A lo que San Juan alude más adelante en la misma Carta: “El que no ama a su hermano a quien ve, no puede amar a Dios, a quien no ve” (1 Jn.4, 20). Hay un número suficiente de católicos que podrían entregar sumas considerables de dinero a favor de los pobres. No basta proporcionar una que otra ayuda a instituciones de beneficencia. Es lógico entregar a los hijos lo necesario para estudiar y tener las herramientas necesarias para su vida, pero es exagerado extender este deseo a todas las generaciones siguientes. No se puede vivir ahorrando para tenerle la vida hecha a todos los descendientes ni para salvarse de todas las crisis posibles. Los ricos deben convertirse y cambiar su forma de vida a favor de sus hermanos. ¿Es tan imposible que uno que gane 6 millones mensuales destine un millón para sus hermanos más desfavorecidos? Y otro tanto puede decirse respecto a cifras más altas. De otro modo, ¿cómo dormir tranquilos, cómo sentarse diariamente ante una mesa bien provista o gozar de muchos bienes: espléndidas casas, costosos lugares de descanso, exclusivos viajes de placer mientras Lázaro carece de todo en la puerta de la casa? ¿Cómo podemos tener todo eso mientras hay niños que no se alimentan bien ni reciben la atención médica adecuada? ¿Y cómo participar sinceramente en el partir el Pan Eucarístico, el de la solidaridad universal, si llega a ser para nosotros un gesto vacío? Lo que les digo a ustedes me lo digo a mí mismo y en cierta manera a todos los que desean seguir el camino de Jesús de Nazaret.

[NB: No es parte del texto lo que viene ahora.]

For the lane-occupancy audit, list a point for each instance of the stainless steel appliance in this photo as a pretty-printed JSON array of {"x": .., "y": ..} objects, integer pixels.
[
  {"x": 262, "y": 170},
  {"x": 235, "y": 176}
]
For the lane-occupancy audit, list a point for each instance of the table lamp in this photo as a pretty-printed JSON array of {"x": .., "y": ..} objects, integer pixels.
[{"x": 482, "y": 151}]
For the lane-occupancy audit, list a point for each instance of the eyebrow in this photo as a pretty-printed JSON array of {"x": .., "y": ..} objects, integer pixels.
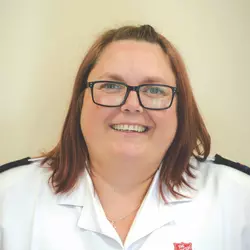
[{"x": 146, "y": 80}]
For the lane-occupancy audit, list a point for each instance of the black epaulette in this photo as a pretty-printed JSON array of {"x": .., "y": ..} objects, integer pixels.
[
  {"x": 14, "y": 164},
  {"x": 223, "y": 161}
]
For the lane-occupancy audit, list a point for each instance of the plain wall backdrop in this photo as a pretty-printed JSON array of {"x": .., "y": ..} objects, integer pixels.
[{"x": 42, "y": 43}]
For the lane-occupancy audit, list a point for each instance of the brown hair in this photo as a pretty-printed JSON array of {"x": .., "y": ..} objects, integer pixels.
[{"x": 70, "y": 157}]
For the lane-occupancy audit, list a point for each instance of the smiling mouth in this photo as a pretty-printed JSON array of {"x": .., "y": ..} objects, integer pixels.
[{"x": 130, "y": 128}]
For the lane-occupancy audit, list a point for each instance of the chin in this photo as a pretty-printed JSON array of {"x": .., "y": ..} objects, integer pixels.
[{"x": 130, "y": 150}]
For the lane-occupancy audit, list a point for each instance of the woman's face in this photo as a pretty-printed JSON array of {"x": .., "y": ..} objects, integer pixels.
[{"x": 134, "y": 63}]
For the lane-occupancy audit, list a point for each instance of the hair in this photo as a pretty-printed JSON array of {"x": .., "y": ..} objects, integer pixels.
[{"x": 70, "y": 156}]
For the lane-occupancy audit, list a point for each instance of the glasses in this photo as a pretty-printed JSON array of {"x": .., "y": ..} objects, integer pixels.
[{"x": 115, "y": 94}]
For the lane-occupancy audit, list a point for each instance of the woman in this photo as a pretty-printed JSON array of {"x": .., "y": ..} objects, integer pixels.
[{"x": 131, "y": 170}]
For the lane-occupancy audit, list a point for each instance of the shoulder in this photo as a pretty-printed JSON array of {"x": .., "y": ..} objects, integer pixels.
[
  {"x": 225, "y": 177},
  {"x": 26, "y": 171}
]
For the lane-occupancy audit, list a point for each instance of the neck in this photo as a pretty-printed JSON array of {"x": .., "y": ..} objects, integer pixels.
[{"x": 121, "y": 189}]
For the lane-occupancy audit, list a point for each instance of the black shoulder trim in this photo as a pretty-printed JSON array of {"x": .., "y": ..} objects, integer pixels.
[
  {"x": 223, "y": 161},
  {"x": 14, "y": 164}
]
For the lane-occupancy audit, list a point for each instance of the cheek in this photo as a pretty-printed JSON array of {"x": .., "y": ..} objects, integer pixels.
[{"x": 166, "y": 123}]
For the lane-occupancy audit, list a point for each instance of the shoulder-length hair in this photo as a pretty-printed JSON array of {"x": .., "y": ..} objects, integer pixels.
[{"x": 70, "y": 157}]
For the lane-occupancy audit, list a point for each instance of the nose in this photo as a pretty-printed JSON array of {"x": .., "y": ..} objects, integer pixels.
[{"x": 132, "y": 103}]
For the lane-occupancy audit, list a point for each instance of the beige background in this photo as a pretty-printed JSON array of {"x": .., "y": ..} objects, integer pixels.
[{"x": 43, "y": 42}]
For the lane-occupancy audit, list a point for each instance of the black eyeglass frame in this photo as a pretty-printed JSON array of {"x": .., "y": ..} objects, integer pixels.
[{"x": 129, "y": 88}]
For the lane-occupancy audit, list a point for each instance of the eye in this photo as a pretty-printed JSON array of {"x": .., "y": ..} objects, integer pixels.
[
  {"x": 155, "y": 91},
  {"x": 109, "y": 85}
]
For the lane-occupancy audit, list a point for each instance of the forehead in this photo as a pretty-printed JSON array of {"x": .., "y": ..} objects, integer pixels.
[{"x": 132, "y": 61}]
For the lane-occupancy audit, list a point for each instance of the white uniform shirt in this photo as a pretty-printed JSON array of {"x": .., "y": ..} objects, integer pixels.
[{"x": 216, "y": 217}]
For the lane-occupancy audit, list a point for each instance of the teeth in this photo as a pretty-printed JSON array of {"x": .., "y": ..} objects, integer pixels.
[{"x": 125, "y": 127}]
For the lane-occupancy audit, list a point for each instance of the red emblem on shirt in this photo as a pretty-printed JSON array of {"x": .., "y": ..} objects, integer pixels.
[{"x": 182, "y": 246}]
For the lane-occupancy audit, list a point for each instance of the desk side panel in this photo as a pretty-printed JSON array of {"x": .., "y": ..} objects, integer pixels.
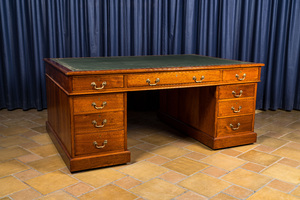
[{"x": 59, "y": 117}]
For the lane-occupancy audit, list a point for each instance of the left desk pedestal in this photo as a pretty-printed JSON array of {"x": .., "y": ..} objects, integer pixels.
[{"x": 90, "y": 130}]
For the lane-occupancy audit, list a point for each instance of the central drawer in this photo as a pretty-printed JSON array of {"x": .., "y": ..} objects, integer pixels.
[
  {"x": 236, "y": 107},
  {"x": 105, "y": 141},
  {"x": 93, "y": 123},
  {"x": 168, "y": 78}
]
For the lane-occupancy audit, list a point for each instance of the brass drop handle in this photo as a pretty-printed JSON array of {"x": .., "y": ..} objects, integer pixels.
[
  {"x": 235, "y": 128},
  {"x": 99, "y": 108},
  {"x": 240, "y": 79},
  {"x": 98, "y": 88},
  {"x": 98, "y": 146},
  {"x": 236, "y": 111},
  {"x": 152, "y": 84},
  {"x": 99, "y": 126},
  {"x": 237, "y": 95},
  {"x": 201, "y": 79}
]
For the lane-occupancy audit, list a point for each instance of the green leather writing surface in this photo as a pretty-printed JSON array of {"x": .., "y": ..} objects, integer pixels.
[{"x": 141, "y": 62}]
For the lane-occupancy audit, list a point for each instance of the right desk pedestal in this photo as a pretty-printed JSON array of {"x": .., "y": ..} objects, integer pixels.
[{"x": 217, "y": 116}]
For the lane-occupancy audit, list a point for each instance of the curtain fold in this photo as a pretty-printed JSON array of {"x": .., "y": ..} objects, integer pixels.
[{"x": 266, "y": 31}]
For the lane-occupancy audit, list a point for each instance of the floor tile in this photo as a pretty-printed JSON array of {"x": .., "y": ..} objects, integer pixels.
[
  {"x": 195, "y": 156},
  {"x": 170, "y": 151},
  {"x": 253, "y": 167},
  {"x": 284, "y": 173},
  {"x": 282, "y": 186},
  {"x": 29, "y": 158},
  {"x": 223, "y": 161},
  {"x": 157, "y": 189},
  {"x": 138, "y": 154},
  {"x": 185, "y": 165},
  {"x": 214, "y": 171},
  {"x": 110, "y": 192},
  {"x": 244, "y": 148},
  {"x": 13, "y": 131},
  {"x": 191, "y": 196},
  {"x": 12, "y": 152},
  {"x": 78, "y": 189},
  {"x": 271, "y": 194},
  {"x": 48, "y": 164},
  {"x": 158, "y": 140},
  {"x": 28, "y": 174},
  {"x": 132, "y": 142},
  {"x": 247, "y": 179},
  {"x": 42, "y": 138},
  {"x": 270, "y": 141},
  {"x": 289, "y": 162},
  {"x": 10, "y": 185},
  {"x": 57, "y": 196},
  {"x": 296, "y": 192},
  {"x": 259, "y": 157},
  {"x": 204, "y": 184},
  {"x": 288, "y": 152},
  {"x": 11, "y": 167},
  {"x": 127, "y": 182},
  {"x": 51, "y": 182},
  {"x": 222, "y": 196},
  {"x": 159, "y": 160},
  {"x": 99, "y": 177},
  {"x": 144, "y": 170},
  {"x": 231, "y": 152},
  {"x": 28, "y": 194},
  {"x": 238, "y": 192},
  {"x": 172, "y": 177},
  {"x": 12, "y": 140},
  {"x": 45, "y": 150},
  {"x": 200, "y": 148}
]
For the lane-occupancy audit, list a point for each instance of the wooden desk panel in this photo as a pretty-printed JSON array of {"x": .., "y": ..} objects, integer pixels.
[{"x": 87, "y": 102}]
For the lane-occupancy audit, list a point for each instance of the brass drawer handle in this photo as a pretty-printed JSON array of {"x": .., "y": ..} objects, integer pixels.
[
  {"x": 98, "y": 146},
  {"x": 152, "y": 84},
  {"x": 240, "y": 79},
  {"x": 99, "y": 126},
  {"x": 95, "y": 85},
  {"x": 237, "y": 95},
  {"x": 201, "y": 79},
  {"x": 99, "y": 108},
  {"x": 236, "y": 111},
  {"x": 235, "y": 128}
]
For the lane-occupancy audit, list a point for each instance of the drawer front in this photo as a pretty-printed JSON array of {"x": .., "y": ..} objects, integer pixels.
[
  {"x": 236, "y": 91},
  {"x": 98, "y": 103},
  {"x": 97, "y": 83},
  {"x": 241, "y": 75},
  {"x": 99, "y": 142},
  {"x": 236, "y": 107},
  {"x": 168, "y": 78},
  {"x": 96, "y": 123},
  {"x": 234, "y": 125}
]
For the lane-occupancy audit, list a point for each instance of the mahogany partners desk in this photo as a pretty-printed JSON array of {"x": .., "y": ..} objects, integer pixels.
[{"x": 87, "y": 102}]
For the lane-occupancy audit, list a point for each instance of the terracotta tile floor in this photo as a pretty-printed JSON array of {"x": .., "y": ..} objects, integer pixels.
[{"x": 165, "y": 164}]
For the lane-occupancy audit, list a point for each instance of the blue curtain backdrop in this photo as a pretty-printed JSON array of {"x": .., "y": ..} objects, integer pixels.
[{"x": 266, "y": 31}]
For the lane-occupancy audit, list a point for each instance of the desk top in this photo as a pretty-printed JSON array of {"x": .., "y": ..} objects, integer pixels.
[{"x": 141, "y": 62}]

Alguien puede temer que, al llevar una vida más sobria, su vida llegue a ser triste y llena de escrúpulos. No es así. El solo saber que esas renuncias dan vida a otros hogares, traen la sonrisa a los niños y procuran un trabajo justo, alegra nuestra vida.
Mis palabras no son amargas. Créanme que son palabras de cariño y esperanza. Cariño por mis hermanos pobres y ricos, y de esperanza para que crezca significativamente la generosidad de éstos y el alivio de aquéllos.
Deseándoles la mayor alegría en dar y darse a los hermanos, los saluda cordialmente,
Pablo Fontaine ss.cc.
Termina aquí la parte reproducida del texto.